Os resultados recentes parecem promissores, a eficiência/eficácia parece estar aumentar nestes hospitais (aqui, aqui), com redução das listas de espera e maior oferta de serviços.

É tudo um mar de rosas?

Não… a capacidade colectiva de negociação de condições de trabalho fica bastante fragilizada, principalmente quando há oferta maior do que a procura, como o caso da classe da enfermagem.
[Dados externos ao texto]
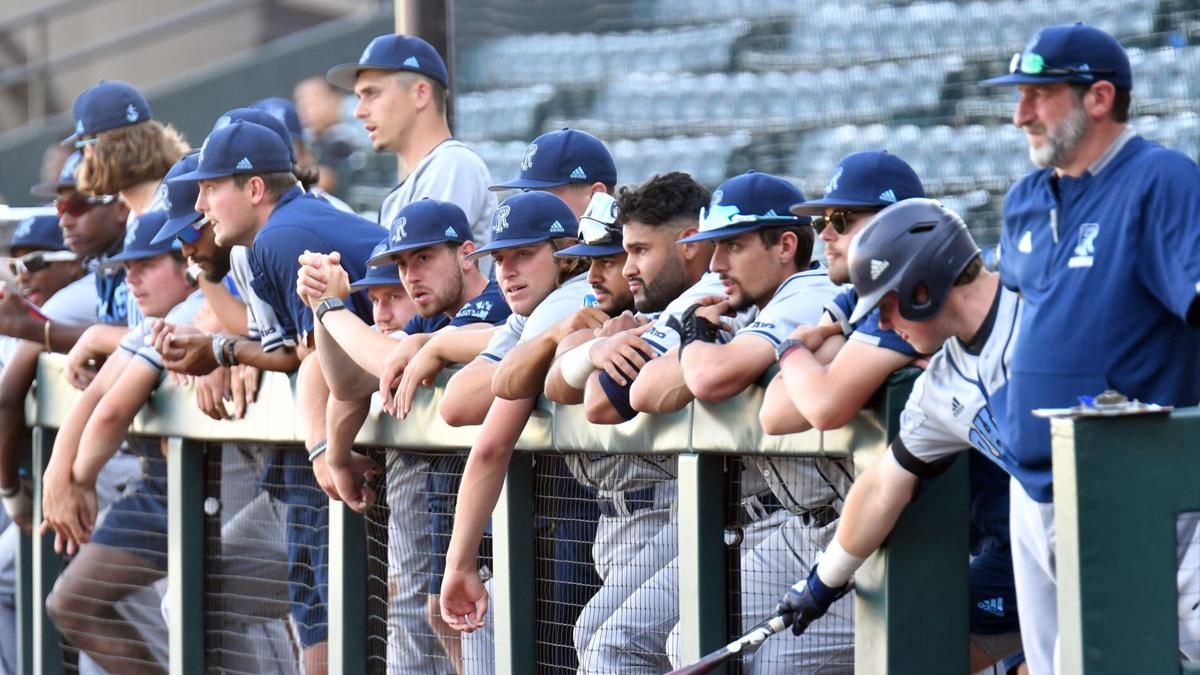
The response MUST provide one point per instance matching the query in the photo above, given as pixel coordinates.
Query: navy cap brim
(407, 246)
(527, 184)
(173, 226)
(817, 207)
(505, 244)
(723, 232)
(591, 251)
(1014, 79)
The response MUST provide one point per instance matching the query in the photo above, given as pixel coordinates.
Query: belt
(627, 503)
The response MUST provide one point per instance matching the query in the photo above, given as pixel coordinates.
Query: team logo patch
(399, 232)
(877, 268)
(501, 219)
(24, 228)
(833, 180)
(1085, 249)
(527, 162)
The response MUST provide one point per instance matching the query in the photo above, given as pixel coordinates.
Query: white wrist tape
(837, 566)
(577, 364)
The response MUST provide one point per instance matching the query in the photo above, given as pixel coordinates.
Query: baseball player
(401, 84)
(129, 549)
(1101, 196)
(765, 263)
(427, 245)
(930, 286)
(829, 371)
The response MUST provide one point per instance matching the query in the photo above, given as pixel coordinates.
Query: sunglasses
(37, 261)
(79, 204)
(1033, 64)
(192, 232)
(839, 220)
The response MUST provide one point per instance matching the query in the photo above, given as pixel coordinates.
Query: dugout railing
(911, 609)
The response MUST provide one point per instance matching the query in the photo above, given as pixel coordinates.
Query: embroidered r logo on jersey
(1085, 249)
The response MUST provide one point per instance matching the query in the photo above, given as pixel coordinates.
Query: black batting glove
(808, 601)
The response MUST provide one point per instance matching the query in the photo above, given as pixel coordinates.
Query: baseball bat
(749, 643)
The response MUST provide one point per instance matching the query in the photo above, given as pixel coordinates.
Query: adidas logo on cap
(877, 268)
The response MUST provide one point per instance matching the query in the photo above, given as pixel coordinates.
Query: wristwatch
(786, 346)
(328, 305)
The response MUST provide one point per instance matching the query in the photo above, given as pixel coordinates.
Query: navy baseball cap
(599, 233)
(139, 236)
(261, 117)
(394, 53)
(107, 105)
(285, 111)
(562, 157)
(1069, 53)
(39, 232)
(874, 179)
(240, 148)
(379, 274)
(420, 223)
(179, 199)
(747, 203)
(49, 190)
(528, 217)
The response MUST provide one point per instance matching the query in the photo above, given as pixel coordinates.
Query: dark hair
(804, 240)
(1121, 101)
(970, 273)
(275, 184)
(663, 199)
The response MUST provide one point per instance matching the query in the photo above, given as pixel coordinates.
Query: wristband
(837, 566)
(577, 364)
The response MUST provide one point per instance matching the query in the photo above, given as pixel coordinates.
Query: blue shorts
(137, 521)
(993, 592)
(307, 542)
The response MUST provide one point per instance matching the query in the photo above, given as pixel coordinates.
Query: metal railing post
(1121, 481)
(514, 585)
(185, 554)
(347, 590)
(46, 641)
(703, 593)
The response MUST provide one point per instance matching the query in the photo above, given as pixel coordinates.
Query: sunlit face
(387, 106)
(1054, 123)
(39, 286)
(837, 246)
(654, 268)
(925, 336)
(433, 278)
(748, 269)
(390, 306)
(229, 211)
(526, 274)
(609, 285)
(157, 284)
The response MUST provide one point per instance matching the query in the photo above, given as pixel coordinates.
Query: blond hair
(129, 155)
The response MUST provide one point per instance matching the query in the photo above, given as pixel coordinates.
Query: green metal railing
(916, 583)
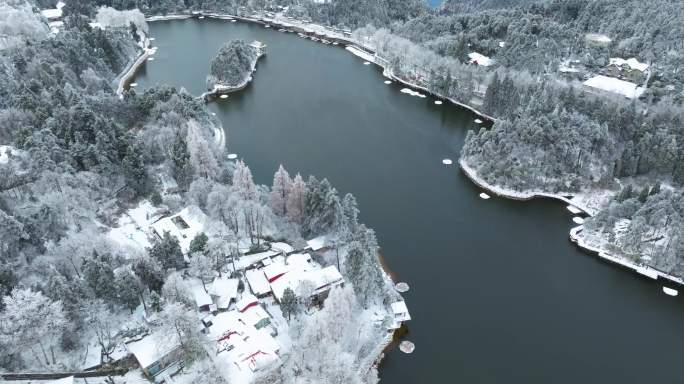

Já para os médicos pode-se ver a questão sobre dois prismas, o prisma do médico que faz parte do quadro do estado, que vê poucas mudanças (mas nunca sai desvalorizado), e o da nova classe de médicos…os “caça níqueis” ditos tarefeiros, que negoceiam o seu preço com mercenários, ou pagas ou vou me embora, obviamente que acabam ganhando balúrdios de dinheiro (aqui, aqui), que ambiente de trabalho é este que permite que dois médicos com mesma categoria ganhem tão diferente fazendo o mesmo? Um 12 euros/h e outro 100 euros/h?

Existe ainda uma tentação dos gestores em “fugir” das valências hospitalares particularmente dispendiosas, lembrando agora o recente caso do Hospital de Cascais e a tentativa de retirada da valência de oncologia do projecto previamente acordado (aqui).

A ver vamos…o que o futuro nos reserva…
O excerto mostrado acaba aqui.